Quick Answer
Measure the finished, heated, above-grade space at the exterior wall surfaces. Add up the area of every floor where the ceiling is at least 5 feet high (ANSI Z765). Exclude garages, unfinished basements, open porches, and detached structures. The result is Gross Living Area (GLA), the standard US residential square footage figure.
The ANSI Z765 Standard
ANSI Z765 is the American National Standards Institute's rules for measuring single-family residential floor area. It defines exactly which spaces count, which don't, and how to handle edge cases like vaulted ceilings, stairwells, and attached garages. Most US appraisers and an increasing number of MLS boards use it as the default.

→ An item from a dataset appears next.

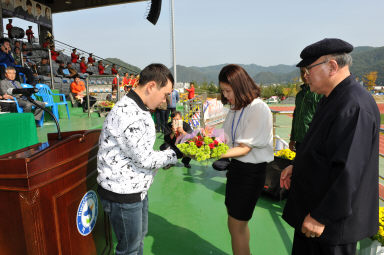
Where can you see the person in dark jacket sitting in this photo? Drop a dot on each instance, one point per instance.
(7, 59)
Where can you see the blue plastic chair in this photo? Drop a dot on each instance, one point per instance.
(46, 93)
(18, 108)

The standard is voluntary — your tax assessor, your real-estate agent, and a builder may all measure differently. ANSI Z765 is the most rigorous of the common approaches, which is why appraisals and high-end listings cite it explicitly.
What Counts Toward GLA
- Finished, heated rooms on all stories at or above grade.
- Closets, hallways, and stairwells within the heated envelope.

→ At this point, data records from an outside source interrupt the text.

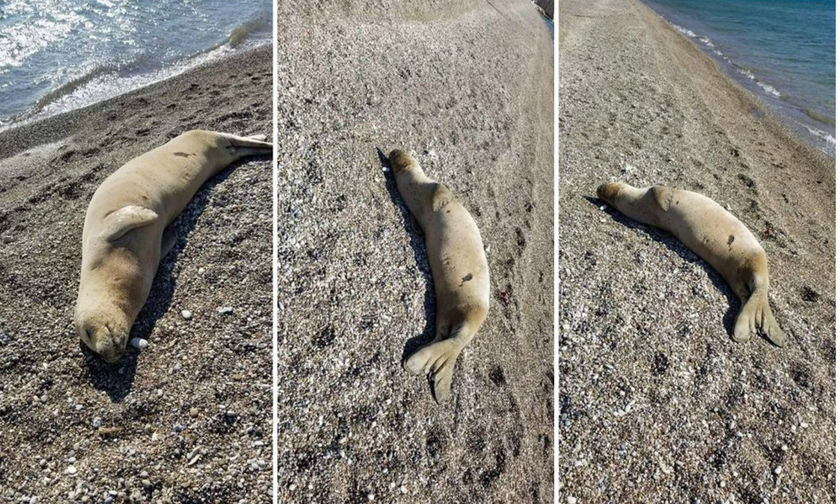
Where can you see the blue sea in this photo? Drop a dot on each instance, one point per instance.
(58, 55)
(781, 50)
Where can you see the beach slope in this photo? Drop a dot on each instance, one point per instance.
(189, 420)
(657, 403)
(466, 86)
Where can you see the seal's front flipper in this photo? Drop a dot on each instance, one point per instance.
(167, 242)
(254, 145)
(119, 222)
(756, 316)
(438, 361)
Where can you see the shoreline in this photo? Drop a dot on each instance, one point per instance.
(650, 380)
(792, 116)
(210, 56)
(199, 394)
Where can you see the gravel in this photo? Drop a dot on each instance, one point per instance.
(467, 86)
(657, 403)
(116, 423)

- Stairwell openings count on the level the stairs originate.
- Bay windows if they protrude more than 18 inches.
- Vaulted-ceiling floor area at the lower level only — not double-counted on the upper floor.

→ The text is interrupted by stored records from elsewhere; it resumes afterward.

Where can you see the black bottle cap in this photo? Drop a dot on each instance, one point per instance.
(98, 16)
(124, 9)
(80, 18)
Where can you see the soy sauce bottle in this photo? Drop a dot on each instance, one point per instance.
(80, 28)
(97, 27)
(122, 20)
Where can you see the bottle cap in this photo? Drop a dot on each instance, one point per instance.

- Slanted-ceiling spaces only where the ceiling is at least 5 feet high.
What Doesn't Count
- Attached and detached garages
- Unfinished basements, even if heated
- Open porches, balconies, and decks
- Screened porches that aren't fully heated
- Crawl spaces and attic storage
- Detached structures (sheds, guest cottages)
Below-grade finished space (e.g., a finished basement) is reported separately, not as part of GLA. Listings sometimes combine them into "Total Finished SF" but appraisers always break them out.
How to Measure Your House
- Measure the exterior of each floor at the wall surface using a 100-ft measuring wheel or laser distance meter.
- Sketch each floor plan as you go. Note every offset, bay, and recess.
- Calculate area floor by floor. Decompose into rectangles. Break L-shapes and bays into multiple shapes.
- Add the finished floors. Sum the above-grade levels into one total.
- Note exclusions. Record garage, basement, and porch areas separately on your sketch.
The US median new single-family home in NAHB data is about 2,200 sq ft, with the average closer to 2,400 sq ft. Use those as a sanity check.
Why GLA Numbers Disagree
The same house can have three different square footage numbers in three places:
- Tax record: often based on builder plans, may not include later additions. Frequently low.
- MLS listing: historically measured loosely by listing agents. Now tightening toward ANSI.
- Appraisal: measured by a licensed appraiser using ANSI Z765 or a similar standard. The authoritative figure.
Differences of 5–10% between these three sources are common. If a 2,400 sq ft listing comes back at 2,200 sq ft on appraisal, the lender will base the loan on 2,200.